Portnoy complained, even the uninflected WASP suburbs of Cheever’s characters: they

are ghettoes, pure and simple. Do the Cambodians and the Mexicans in California coexist

less easily today than did the Irish and Italians of Massachusetts a century ago? You

know the answer.

 

What is the point of this splintered whole? What is the point of a nation in which Arab

cabbies chauffeur Jewish passengers through the streets of New York–and in which

Jewish cabbies chauffeur Arab passengers, too, and yet speak in theory of hatred, one for

the other? What is the point of a nation in which one part seems to be always on the verge

of fisticuffs with another, blacks and whites, gays and straights, left and right, Pole and

Chinese and Puerto Rican and Slovenian? Other countries with such divisions have in

fact divided into new nations with new names, but not this one, impossibly interwoven

even in its hostilities.

 

 

 

Once these disparate parts were held together by a common enemy, by the fault lines of

world wars and the electrified fence of communism. With the end of the cold war there

was the creeping concern that without a focus for hatred and distrust, a sense of national

identity would evaporate, that the left side of the hyphen–African-American, Mexican-

American, Irish-American–would overwhelm the right. And slow-growing domestic

traumas like economic unrest and increasing crime seemed more likely to emphasize

division than community. Today the citizens of the United States have come together

once more because of armed conflict and enemy attack. Terrorism has led to devastation-

-and unity.

 

Yet even in 1994, the overwhelming majority of those surveyed by the National Opinion

Research Center agreed with this statement: “The U.S. is a unique country that stands for

something special in the world.” One of the things that it stands for is this vexing notion

that a great nation can consist entirely of refugees from other nations, that people of

different, even warring religions and cultures can live, if not side by side, then on either

side of the country’s Chester Avenues. Faced with this diversity there is little point in

trying to isolate anything remotely resembling a national character, but there are two

strains of behavior that, however tenuously, abet the concept of unity.

 

There is the Calvinist undercurrent in the American psyche that loves the difficult, the

demanding, that sees mastering the impossible, whether it be prairie or subway, as a test

of character, and so glories in the struggle of this fractured coalescing. And there is a

grudging fairness among the citizens of the United States that eventually leads most to

admit that, no matter what the English-only advocates try to suggest, the new immigrants

are not so different from our own parents or grandparents. Leonel Castillo, former

director of the Immigration and Naturalization Service and himself the grandson of

Mexican immigrants, once told the writer Studs Terkel proudly, “The old neighborhood

Ma-Pa stores are still around. They are not Italian or Jewish or Eastern European any

more. Ma and Pa are now Korean, Vietnamese, Iraqi, Jordanian, Latin American. They

live in the store. They work seven days a week. Their kids are doing well in school.

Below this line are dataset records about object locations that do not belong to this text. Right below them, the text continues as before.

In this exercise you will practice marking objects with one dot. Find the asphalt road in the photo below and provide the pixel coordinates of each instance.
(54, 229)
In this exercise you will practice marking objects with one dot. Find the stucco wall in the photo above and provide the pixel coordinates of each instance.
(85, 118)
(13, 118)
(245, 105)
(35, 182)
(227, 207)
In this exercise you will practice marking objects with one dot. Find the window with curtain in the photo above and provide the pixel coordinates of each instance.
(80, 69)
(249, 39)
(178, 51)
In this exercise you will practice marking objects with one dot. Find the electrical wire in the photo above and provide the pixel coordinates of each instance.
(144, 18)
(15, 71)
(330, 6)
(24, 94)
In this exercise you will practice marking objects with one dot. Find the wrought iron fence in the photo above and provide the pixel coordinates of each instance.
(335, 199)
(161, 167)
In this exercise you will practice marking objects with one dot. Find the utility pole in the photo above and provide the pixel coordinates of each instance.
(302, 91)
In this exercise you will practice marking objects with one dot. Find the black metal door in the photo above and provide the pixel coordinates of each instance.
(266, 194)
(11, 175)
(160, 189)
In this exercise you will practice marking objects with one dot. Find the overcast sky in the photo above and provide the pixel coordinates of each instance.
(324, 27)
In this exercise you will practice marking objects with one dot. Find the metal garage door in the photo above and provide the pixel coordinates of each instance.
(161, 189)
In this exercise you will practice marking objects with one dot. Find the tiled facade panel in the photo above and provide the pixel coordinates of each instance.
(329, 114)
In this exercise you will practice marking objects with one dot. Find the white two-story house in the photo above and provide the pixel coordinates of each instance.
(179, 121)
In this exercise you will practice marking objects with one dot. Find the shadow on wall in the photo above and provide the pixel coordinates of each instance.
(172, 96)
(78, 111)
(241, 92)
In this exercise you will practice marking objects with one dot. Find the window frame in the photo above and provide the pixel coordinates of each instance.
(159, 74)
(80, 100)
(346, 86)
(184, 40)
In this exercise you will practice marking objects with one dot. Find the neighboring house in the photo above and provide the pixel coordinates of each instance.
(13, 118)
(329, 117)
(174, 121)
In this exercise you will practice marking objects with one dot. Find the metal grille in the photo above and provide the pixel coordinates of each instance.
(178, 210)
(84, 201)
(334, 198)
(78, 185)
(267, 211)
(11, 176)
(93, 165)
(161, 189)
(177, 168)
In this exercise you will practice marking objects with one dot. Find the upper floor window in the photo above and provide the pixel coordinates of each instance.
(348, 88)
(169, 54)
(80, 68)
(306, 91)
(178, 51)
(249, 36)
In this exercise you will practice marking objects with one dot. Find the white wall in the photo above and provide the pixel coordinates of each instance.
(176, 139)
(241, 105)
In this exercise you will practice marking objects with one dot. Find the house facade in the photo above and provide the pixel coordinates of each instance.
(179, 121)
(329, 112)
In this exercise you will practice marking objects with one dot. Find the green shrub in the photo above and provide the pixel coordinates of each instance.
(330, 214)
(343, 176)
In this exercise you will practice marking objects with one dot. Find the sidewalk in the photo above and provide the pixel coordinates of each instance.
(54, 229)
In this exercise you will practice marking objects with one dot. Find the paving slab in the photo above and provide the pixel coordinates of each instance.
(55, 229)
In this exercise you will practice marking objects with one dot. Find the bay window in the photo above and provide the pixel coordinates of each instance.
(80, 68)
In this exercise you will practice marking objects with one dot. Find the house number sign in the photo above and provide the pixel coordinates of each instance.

They’re making it. Sound familiar?”

 

Tolerance is the word used most often when this kind of coexistence succeeds, but

tolerance is a vanilla-pudding word, standing for little more than the allowance of letting

others live unremarked and unmolested. Pride seems excessive, given the American

willingness to endlessly complain about them, them being whoever is new, different,

unknown, or currently under suspicion. But patriotism is partly taking pride in this

unlikely ability to throw all of us together in a country that across its length and breadth

is as different as a dozen countries, and still be able to call it by one name. When

photographs of the faces of all those who died in the World Trade Center destruction are

assembled in one place, it will be possible to trace in the skin color, the shape of the eyes

and the noses, the texture of the hair, a map of the world. These are the representatives of

a mongrel nation that somehow, at times like this, has one spirit. Like many improbable

ideas, when it actually works, it’s a wonder.